Lembro-me da minha primeira aula sobre Inquérito Policial. E
lembro-me das palavras do professor e de como minhas antenas ficaram
ligadas apitando o sinal de alerta. Ora, o que eu aprendi sobre o IP? O
clássico “é um procedimento de caráter instrumental que pretende
esclarecer previamente os fatos tidos por delituosos antes de ser
ajuizada a ação penal”.
Segundo Tourinho Filho,
O inquérito policial é o conjunto de diligência realizadas pela Polícia Judiciária para a apuração de uma infração penal e sua autoria, a fim de que o titular da ação penal possa ingressar em juízo.
Até aí tudo bem. Todo mundo sabe e concorda, não é? O problema é que meu professor logo avisou: “- para a doutrina majoritária, como uma das características do IP é ser inquisitivo, não se admite a possibilidade de defesa.” E pronto! Encerrou-se a conversa e a aula seguiu o seu rumo a fim de que entendêssemos por que é inquisitivo.

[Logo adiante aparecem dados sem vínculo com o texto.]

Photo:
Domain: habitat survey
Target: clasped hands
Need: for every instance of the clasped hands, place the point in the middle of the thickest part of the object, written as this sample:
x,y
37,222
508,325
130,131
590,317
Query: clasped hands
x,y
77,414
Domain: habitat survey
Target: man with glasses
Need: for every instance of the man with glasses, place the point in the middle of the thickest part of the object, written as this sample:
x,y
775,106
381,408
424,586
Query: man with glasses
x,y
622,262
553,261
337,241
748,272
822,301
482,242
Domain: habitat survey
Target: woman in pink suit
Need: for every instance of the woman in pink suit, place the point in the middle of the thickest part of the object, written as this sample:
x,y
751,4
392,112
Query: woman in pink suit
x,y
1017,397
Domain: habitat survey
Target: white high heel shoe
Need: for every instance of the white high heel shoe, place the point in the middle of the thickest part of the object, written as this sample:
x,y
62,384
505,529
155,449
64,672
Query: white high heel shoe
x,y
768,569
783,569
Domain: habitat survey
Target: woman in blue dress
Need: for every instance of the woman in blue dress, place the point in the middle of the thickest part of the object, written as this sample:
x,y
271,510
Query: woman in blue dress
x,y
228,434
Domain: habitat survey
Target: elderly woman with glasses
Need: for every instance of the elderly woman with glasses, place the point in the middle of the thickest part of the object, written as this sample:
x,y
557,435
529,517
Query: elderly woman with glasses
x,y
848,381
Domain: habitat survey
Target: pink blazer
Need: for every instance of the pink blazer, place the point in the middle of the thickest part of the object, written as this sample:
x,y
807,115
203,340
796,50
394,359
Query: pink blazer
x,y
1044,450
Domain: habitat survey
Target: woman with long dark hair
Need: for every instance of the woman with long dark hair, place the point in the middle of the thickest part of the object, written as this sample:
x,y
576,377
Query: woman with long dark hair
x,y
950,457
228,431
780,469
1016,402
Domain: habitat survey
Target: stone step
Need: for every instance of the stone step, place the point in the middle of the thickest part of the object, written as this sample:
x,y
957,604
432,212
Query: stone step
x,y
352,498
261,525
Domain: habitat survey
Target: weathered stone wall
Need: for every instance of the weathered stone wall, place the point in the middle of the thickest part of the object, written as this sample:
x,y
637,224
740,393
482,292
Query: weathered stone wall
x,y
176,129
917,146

O problema é que fui formado no modelo de educação de Rubem Alves e aprendi com ele que “a curiosidade é uma coceira nas ideias”,
então comecei a querer acabar com esta coceira e fui pesquisar sobre o
assunto. Para mim, não é possível que uma maioria diga uma coisa e a
gente trate isto como normal...
Então fui até o livro “Curso de
Direito Processual Penal”, escrito por Nestor Távora e Rosmar Rodrigues
Alencar, ed. 2015, e estava lá:
A inquisitoriedade permite agilidade nas investigações, otimizando a atuação da autoridade policial. [...] Admitindo a possibilidade de defesa na fase inquisitorial, porém em posição francamente minoritária, Marta Saad aduz que “[...] não se pode afirmar que não se admite o exercício do direito de defesa, porque esta tem lugar “em todos os crimes e em qualquer tempo, e estado da causa, e se trata de oposição ou resistência à imputação informal, pela ocorrência de lesão ou ameaça de lesão”.
Ora, até quando deveremos abandonar as ideias dos “francamente minoritários”?

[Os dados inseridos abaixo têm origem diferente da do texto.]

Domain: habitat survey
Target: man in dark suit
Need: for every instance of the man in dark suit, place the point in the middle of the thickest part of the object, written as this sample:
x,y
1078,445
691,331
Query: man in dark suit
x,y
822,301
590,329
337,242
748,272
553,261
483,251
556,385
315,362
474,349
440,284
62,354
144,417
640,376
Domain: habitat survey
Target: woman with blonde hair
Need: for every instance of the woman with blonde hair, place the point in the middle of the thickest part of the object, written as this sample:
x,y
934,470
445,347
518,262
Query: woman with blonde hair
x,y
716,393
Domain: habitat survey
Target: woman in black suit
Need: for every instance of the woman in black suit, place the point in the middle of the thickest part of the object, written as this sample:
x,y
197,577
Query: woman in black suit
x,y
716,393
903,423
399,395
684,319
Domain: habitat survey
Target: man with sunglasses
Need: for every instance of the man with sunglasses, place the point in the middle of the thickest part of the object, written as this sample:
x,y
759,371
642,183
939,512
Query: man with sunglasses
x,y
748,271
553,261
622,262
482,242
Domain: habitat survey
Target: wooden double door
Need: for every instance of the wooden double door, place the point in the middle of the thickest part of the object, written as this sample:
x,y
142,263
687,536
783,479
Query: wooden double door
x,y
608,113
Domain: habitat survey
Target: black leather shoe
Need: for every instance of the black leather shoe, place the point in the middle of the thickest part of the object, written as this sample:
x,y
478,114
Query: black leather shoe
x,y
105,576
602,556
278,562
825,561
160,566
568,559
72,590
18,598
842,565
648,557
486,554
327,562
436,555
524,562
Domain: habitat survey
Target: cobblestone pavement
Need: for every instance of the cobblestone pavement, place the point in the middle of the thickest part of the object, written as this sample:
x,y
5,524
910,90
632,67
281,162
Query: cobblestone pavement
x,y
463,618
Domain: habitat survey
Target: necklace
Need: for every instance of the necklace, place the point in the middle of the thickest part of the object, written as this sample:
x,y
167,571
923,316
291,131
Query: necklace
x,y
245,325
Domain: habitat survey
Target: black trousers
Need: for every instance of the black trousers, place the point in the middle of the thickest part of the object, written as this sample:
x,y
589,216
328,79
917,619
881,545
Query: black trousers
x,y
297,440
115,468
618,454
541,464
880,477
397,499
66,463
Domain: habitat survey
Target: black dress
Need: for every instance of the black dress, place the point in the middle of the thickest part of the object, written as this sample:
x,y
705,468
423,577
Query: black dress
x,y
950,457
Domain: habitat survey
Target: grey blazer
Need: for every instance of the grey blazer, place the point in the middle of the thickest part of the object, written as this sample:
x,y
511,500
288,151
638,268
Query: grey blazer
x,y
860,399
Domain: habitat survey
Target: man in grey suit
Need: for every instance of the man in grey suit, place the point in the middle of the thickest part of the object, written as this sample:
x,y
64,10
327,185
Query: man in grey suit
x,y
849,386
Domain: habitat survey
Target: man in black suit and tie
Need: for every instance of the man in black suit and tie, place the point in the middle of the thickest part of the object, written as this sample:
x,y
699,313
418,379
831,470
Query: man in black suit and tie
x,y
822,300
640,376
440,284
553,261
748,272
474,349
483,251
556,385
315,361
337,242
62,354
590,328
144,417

O fato é que todos sabemos que é muito mais fácil governar num regime
ditatorial e que realmente é muito mais ágil para a investigação
policial um regime inquisitivo, mas e as consequências advindas disso
tudo? Aliás, ditadura e sistema inquisitivo são gêmeos siameses.
Se
a finalidade do Inquérito é apurar autoria de crime e conhecer o
verdadeiro autor do fato que infringiu a norma, é inadmissível que, ao
constar suspeito, este não tenha direito à ampla defesa e ao
contraditório: um documento acusando-o de algo está sendo formado. É a
vida do sujeito.
Mas, apesar de Távora e Rosmar citarem apenas a
Marta Saad como parte de um grupo francamente minoritário que apoia a
ampla defesa no IP, com alegria encontro pessoas como o Aury Lopes Jr.

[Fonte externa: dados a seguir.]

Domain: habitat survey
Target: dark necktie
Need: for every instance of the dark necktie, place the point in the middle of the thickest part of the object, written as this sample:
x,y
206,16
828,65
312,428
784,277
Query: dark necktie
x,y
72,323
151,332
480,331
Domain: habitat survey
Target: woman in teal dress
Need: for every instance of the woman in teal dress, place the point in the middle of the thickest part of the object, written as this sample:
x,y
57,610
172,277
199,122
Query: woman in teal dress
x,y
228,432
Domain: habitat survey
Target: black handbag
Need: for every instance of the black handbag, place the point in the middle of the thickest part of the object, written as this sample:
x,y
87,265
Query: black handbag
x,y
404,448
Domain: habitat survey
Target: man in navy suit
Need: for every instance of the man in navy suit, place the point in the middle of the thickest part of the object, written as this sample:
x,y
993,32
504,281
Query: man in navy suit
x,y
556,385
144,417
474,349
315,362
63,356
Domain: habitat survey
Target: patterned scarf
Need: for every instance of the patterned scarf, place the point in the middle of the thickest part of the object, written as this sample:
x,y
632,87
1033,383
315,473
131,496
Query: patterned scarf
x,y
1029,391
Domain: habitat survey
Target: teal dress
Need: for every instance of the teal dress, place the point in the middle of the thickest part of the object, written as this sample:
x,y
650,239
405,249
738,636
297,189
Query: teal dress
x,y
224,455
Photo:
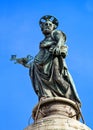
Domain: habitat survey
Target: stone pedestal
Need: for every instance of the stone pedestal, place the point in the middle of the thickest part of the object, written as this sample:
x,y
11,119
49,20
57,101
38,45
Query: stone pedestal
x,y
56,114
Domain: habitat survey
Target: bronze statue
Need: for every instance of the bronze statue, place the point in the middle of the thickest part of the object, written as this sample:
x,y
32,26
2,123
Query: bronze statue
x,y
48,71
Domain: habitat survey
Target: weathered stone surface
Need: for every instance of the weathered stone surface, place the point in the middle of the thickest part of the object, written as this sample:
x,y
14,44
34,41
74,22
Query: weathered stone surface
x,y
57,123
56,114
58,106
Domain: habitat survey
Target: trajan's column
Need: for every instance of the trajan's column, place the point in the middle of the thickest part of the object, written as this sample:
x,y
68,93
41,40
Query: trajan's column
x,y
58,105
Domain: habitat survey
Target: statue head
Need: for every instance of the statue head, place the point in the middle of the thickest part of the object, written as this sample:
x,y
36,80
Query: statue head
x,y
48,24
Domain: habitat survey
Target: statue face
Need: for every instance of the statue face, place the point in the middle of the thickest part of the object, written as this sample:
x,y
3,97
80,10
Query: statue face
x,y
48,27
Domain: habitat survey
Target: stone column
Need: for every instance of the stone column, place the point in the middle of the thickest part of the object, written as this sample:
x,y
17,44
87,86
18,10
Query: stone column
x,y
56,113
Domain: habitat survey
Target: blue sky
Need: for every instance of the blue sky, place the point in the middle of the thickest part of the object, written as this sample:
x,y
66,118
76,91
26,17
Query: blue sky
x,y
20,34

Para este, em sua obra “Direito Processual Penal”, ed. 2014, p. 338
É lugar-comum na doutrina a afirmação genérica e infundada de que não existe direito de defesa e contraditório no inquérito policial. Está errada a afirmação, pecando por reducionismos.
Aury,
com a maestria que lhe é peculiar, entende que qualquer notícia-crime
imputa um fato aparentemente delitivo a uma pessoa e, desta forma, já se
vislumbra uma agressão ao imputado e que tem potencialmente força para
gerar no plano processual uma resistência. Logo, se vê que a defesa é de
suma importância no Inquérito Policial, sim, pois, por meio dela, o
suspeito pode chamar a atenção do titular do Inquérito Policial para
algo que ele não havia atentado e, desta forma, contribuir para que não
haja injustiça ao apresentar uma investigação equivocada, pois
unilateral.
Nenhum sistema inquisitivo deve prosperar em um
Estado Democrático de Direito. Para mim, só por conter o nome de
inquisitivo ele já é inconstitucional, afinal de contas vivemos numa era
de Neoconstitucionalismo, não é verdade? Chega de falar em princípios, é
preciso efetivá-los. E é lógico, um inquérito policial, inquisitivo,
quer apenas dar poder à autoridade policial sob a argumentação de que
esta precisa trabalhar com autonomia e liberdade. Mera carta branca para
tolher a autonomia e liberdade do investigado.
Desta forma, não tenho como não concordar com o Aury Lopes quando diz que “existe
direito de defesa (técnica e pessoal – positiva e negativa) e
contraditório (no sentido de acesso aos autos). O desafio é dar-lhes a
eficácia assegurada pela Constituição.” E digo mais: o desafio é garantir o que reza a nossa Constituição,
e também, pois muito importante, acabar com esta coisa macabra que é,
em sala de aula, adotar a ideia majoritária e passar por cima de quem
pensa diferente. Chega de educação inquisitiva também! A sala de aula é
lugar de divergências e não de apenas ensinar o essencial; salvo, claro,
se estivermos pensando apenas em responder questões de concurso público
onde imperam as ideias da maioria dona do mercado concurseiro - mas
isto é assunto para outro dia...
Inquérito Policial sem ampla
defesa e contraditório é aberração jurídica. E que Deus nos livre das
aberrações do ensino jurídico. Amém!